A pesar de las actuales complacencias de Moody's o Standard & Poor's -complacencias que, por cierto, se sostienen en un único punto de apoyo, el margen que tiene España para subir impuestos hasta aproximarlos a la media europea-, la probabilidad más elevada en estos momentos es que el país que no ejecute con presteza un ajuste fiscal, recibirá una rebaja en las calificaciones de su deuda. En España, ese ajuste sólo es políticamente realizable -atendiendo a la política económica vigente y al desbordamiento de los estabilizadores automáticos- mediante crecimientos de ingresos.

Es muy probable que tras la subida de impuestos se encuentre el temor del Gobierno a una crisis de la deuda pública. Crisis que no debe entenderse como un colapso catastrófico, sino como un encarecimiento excesivo que asfixie la recuperación de la economía a partir de finales de 2011. En la medida que los ahorradores de los países con superávit se muestren más reacios a invertir en aquellos países con déficit persistentes que no muestran señales de ajuste, el coste del servicio de la deuda aumentará y se convertirá en un pesado lastre para la esperada recuperación de la economía.
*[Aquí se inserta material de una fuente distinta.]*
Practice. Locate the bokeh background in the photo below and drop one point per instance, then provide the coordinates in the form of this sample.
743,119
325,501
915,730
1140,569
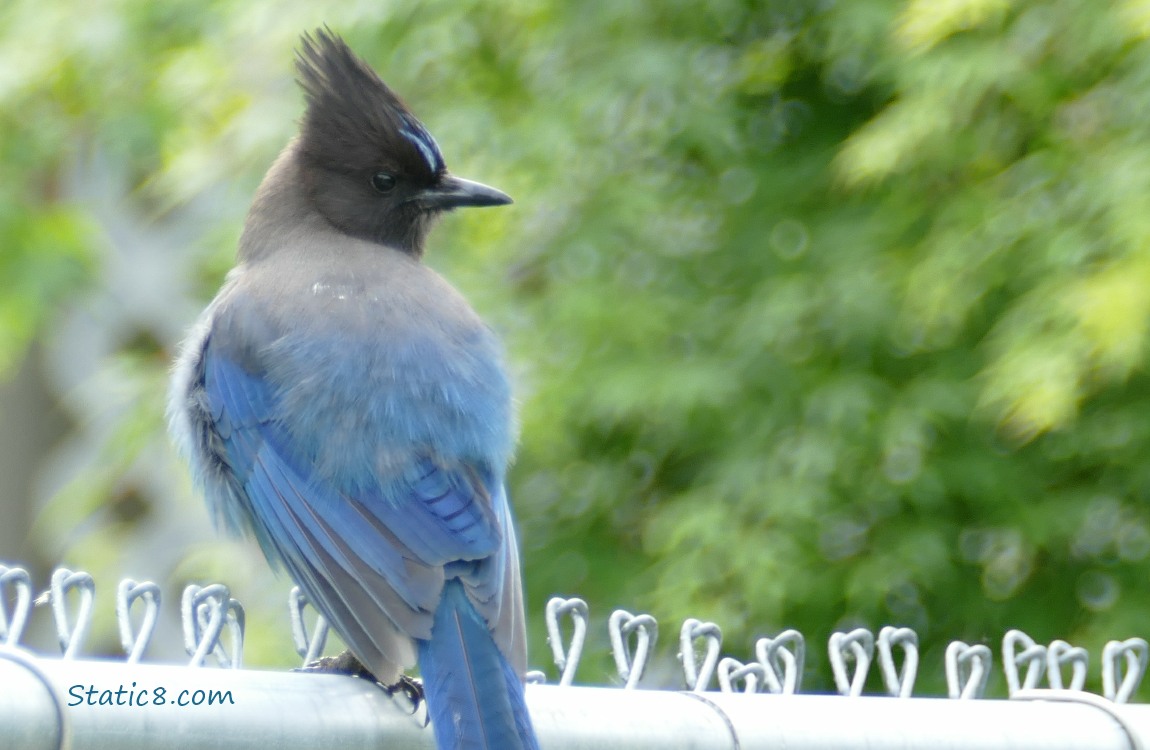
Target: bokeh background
822,314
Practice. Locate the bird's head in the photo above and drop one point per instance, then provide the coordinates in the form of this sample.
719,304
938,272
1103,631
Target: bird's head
368,166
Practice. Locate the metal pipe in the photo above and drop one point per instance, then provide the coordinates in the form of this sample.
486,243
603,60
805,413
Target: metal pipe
47,704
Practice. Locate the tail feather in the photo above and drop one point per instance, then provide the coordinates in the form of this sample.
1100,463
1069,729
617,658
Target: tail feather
475,698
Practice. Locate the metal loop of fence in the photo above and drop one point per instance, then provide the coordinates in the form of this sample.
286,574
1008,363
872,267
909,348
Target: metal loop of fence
967,670
307,647
858,644
620,627
205,612
1119,685
12,624
731,672
135,643
1059,653
1033,655
63,581
567,659
698,675
782,662
899,683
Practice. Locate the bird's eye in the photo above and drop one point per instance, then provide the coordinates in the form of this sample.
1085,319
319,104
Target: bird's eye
383,182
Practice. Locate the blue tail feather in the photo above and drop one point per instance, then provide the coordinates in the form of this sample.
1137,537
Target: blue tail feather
475,698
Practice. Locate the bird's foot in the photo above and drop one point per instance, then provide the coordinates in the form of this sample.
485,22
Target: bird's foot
343,664
409,689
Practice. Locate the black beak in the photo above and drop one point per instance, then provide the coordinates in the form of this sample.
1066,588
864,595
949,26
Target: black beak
454,192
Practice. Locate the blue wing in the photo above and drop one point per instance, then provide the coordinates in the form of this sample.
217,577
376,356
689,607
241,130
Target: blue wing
373,556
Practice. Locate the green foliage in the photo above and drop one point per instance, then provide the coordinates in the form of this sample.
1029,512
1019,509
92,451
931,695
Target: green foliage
823,314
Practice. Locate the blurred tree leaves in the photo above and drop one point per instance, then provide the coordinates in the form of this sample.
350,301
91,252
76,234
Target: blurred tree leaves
822,313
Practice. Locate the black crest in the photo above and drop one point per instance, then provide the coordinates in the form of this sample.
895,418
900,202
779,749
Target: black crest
354,123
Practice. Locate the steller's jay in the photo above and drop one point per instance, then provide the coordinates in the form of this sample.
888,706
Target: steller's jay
343,404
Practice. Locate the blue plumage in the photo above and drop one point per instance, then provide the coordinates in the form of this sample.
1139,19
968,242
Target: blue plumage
344,405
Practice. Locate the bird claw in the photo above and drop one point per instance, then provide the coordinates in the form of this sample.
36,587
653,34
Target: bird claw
409,688
343,664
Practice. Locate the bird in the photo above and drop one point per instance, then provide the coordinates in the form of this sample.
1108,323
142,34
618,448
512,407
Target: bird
344,405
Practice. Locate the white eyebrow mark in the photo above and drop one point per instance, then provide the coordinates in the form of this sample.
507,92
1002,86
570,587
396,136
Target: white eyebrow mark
427,145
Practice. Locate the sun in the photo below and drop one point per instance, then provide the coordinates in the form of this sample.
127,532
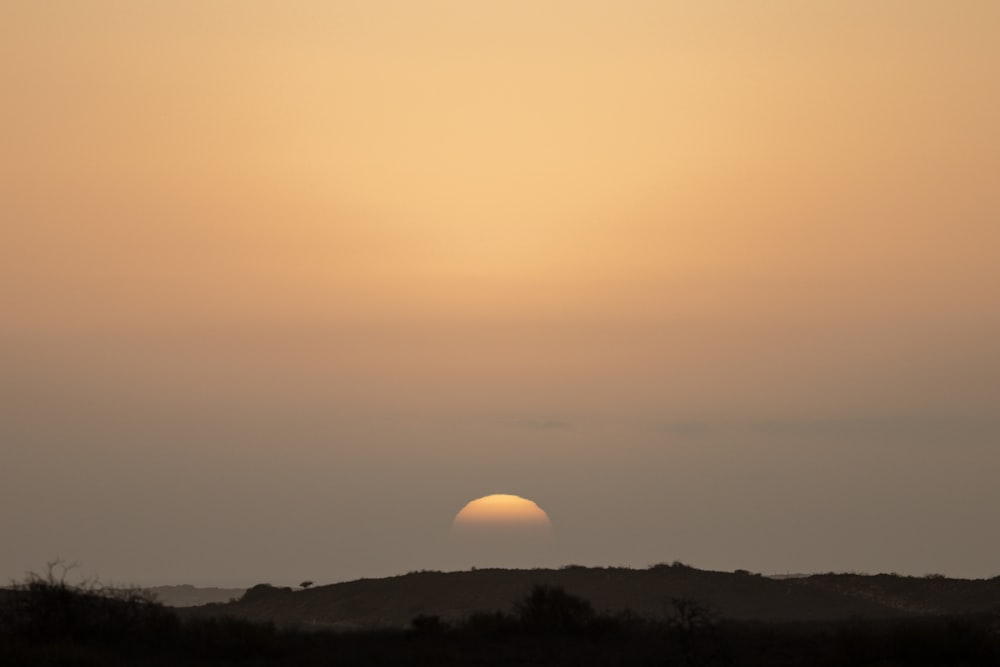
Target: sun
501,516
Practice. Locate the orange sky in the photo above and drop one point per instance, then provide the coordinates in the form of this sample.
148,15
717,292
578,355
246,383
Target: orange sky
619,214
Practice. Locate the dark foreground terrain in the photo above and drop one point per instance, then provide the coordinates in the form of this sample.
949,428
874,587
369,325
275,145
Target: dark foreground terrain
392,602
45,621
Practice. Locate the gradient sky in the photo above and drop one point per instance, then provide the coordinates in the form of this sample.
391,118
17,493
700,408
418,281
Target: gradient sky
283,285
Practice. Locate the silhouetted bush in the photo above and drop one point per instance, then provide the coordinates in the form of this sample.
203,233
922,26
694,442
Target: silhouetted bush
550,609
264,591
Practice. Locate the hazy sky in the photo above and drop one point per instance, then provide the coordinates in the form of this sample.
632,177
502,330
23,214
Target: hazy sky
283,285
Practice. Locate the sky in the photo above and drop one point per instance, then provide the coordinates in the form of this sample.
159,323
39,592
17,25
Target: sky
284,285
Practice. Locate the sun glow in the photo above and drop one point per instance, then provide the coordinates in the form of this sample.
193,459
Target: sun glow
502,511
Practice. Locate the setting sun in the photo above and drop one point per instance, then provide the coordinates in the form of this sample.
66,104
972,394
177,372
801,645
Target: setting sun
501,509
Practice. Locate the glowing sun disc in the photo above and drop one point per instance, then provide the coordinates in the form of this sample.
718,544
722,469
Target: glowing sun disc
502,514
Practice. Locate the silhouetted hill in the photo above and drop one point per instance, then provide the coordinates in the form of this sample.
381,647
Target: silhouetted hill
192,596
395,601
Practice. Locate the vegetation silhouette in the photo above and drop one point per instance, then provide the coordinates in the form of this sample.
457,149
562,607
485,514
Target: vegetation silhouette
45,620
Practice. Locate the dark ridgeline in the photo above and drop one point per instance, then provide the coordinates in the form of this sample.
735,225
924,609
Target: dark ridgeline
572,616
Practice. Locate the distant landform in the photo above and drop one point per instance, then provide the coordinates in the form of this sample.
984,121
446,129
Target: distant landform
192,596
394,602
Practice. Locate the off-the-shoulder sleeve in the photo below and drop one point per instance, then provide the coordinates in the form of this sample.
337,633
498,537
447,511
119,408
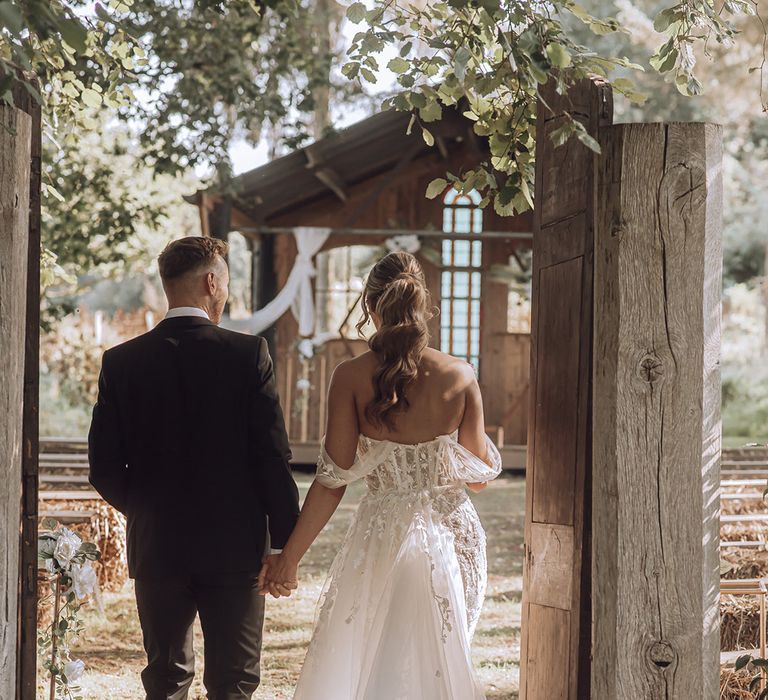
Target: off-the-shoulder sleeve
332,476
468,467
Así que la esmirriada subida impositiva podría leerse como un mensaje trémulo a los inversores de que España hará lo que sea necesario para estabilizar sus cuentas públicas. Sin ella, quieren decir el presidente y su equipo económico, el déficit quizá hubiera llegado al 12% en 2010 y la deuda pública al 80%.

No es fácil que los mercados financieros confundan el entrecortado esfuerzo recaudatorio -la tibieza encubre siempre impotencia- con una estrategia firme y clara de contención del déficit y de la deuda a medio y largo plazo. De entrada, ya es complicado aceptar que el déficit público baje al 5,4% del PIB en 2010, incluso contando con los 10.000 millones de aumento de presión fiscal y admitiendo con cierto optimismo que el coste del desempleo tenderá a estabilizarse. Si se trata de convencer a los mercados al tiempo que se mantiene el gasto social, nada mejor que un plan de sostenibilidad financiera del Estado a medio plazo, que incluya una reforma estructural del gasto público y que lleve a pie de página la firma de las comunidades autónomas. No parece que Rodríguez Zapatero y Salgado estén en eso. Parafraseando a Henry James, podría decirse que el Gobierno está empeñado en cultivar la imprecisión regándola con sus propias lágrimas.